Une famille de Voyageurs séquestrée chez elle par une mairie antitsigane

Ritchy Thibault

paru dans lundimatin#501, le 15 décembre 2025

Un grand-père, une grand-mère, leur fils et sa femme, et leurs petits-enfants, sont depuis plus de quatre mois dans l’impossibilité d’entrer sur leur terrain. La municipalité de Deuil-la-Barre, commune sur laquelle se trouve leur propriété, a en effet décidé d’installer plusieurs énormes blocs de béton devant leur portail ainsi que de chaque côté du chemin communal qui leur permet d’accéder chez eux. La résistance s’organise, Ritchy Thibault s’est rendu sur place.

Avant même d’évoquer les conséquences dramatiques d’un tel dispositif entravant la vie de cette famille, il faut se demander pourquoi cela leur est infligé. Pourquoi une famille se retrouve-t-elle privée d’accès à son chez-soi ? Au nom de quel motif sont-ils enfermés et emprisonnés chez eux ?
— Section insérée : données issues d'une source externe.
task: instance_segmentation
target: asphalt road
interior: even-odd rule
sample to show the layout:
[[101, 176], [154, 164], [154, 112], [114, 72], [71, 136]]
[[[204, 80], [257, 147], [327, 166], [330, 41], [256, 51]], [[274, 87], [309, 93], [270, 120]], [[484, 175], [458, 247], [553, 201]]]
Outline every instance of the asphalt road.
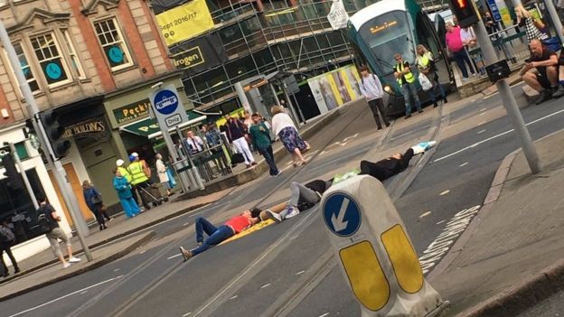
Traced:
[[[316, 152], [309, 154], [313, 160], [307, 165], [289, 167], [277, 178], [263, 177], [212, 206], [159, 224], [151, 228], [157, 239], [139, 252], [5, 301], [0, 311], [5, 316], [359, 315], [315, 208], [186, 263], [180, 260], [177, 247], [193, 246], [190, 224], [196, 216], [224, 219], [241, 206], [280, 201], [290, 181], [326, 177], [333, 171], [354, 167], [379, 143], [386, 149], [433, 135], [439, 124], [446, 127], [463, 119], [475, 120], [475, 127], [441, 140], [432, 157], [426, 157], [427, 164], [384, 182], [397, 193], [396, 207], [421, 254], [444, 228], [445, 221], [459, 210], [483, 203], [499, 163], [519, 147], [515, 135], [506, 133], [511, 124], [505, 117], [482, 124], [484, 109], [498, 105], [497, 97], [478, 100], [442, 121], [433, 110], [428, 117], [415, 120], [414, 116], [412, 123], [407, 120], [387, 135], [376, 133], [366, 108], [346, 108], [330, 126], [308, 140]], [[556, 100], [522, 111], [525, 122], [539, 120], [529, 126], [533, 139], [562, 128], [563, 115], [558, 111]], [[412, 163], [419, 162], [423, 161]], [[280, 167], [287, 168], [287, 163]], [[403, 188], [406, 182], [410, 185]]]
Cette famille, c’est celle de David François et de Marie-Lise Taicon, de leur fils Baptiste François, de sa femme Cindy Betti et des enfants de ces derniers. C’est une famille yéniche voyageuse du côté paternel et rom « hongroise » du côté maternel. Il s’agit de personnes actuellement désignées par l’administration et l’État comme « gens du voyage » et dont les ancêtres étaient catégorisés par les mêmes institutions comme « nomades ».

Une fois ceci posé, il n’y a rien d’autre à ajouter : si ces gens sont encampés et maltraités, c’est simplement parce qu’aux yeux de l’État, aux yeux de la mairie de Deuil-la-Barre, ils ne sont pas des citoyens comme les autres, ils ne sont pas des Français à part entière, ils sont uniquement un voisinage indésirable dont il faut se débarrasser au plus vite.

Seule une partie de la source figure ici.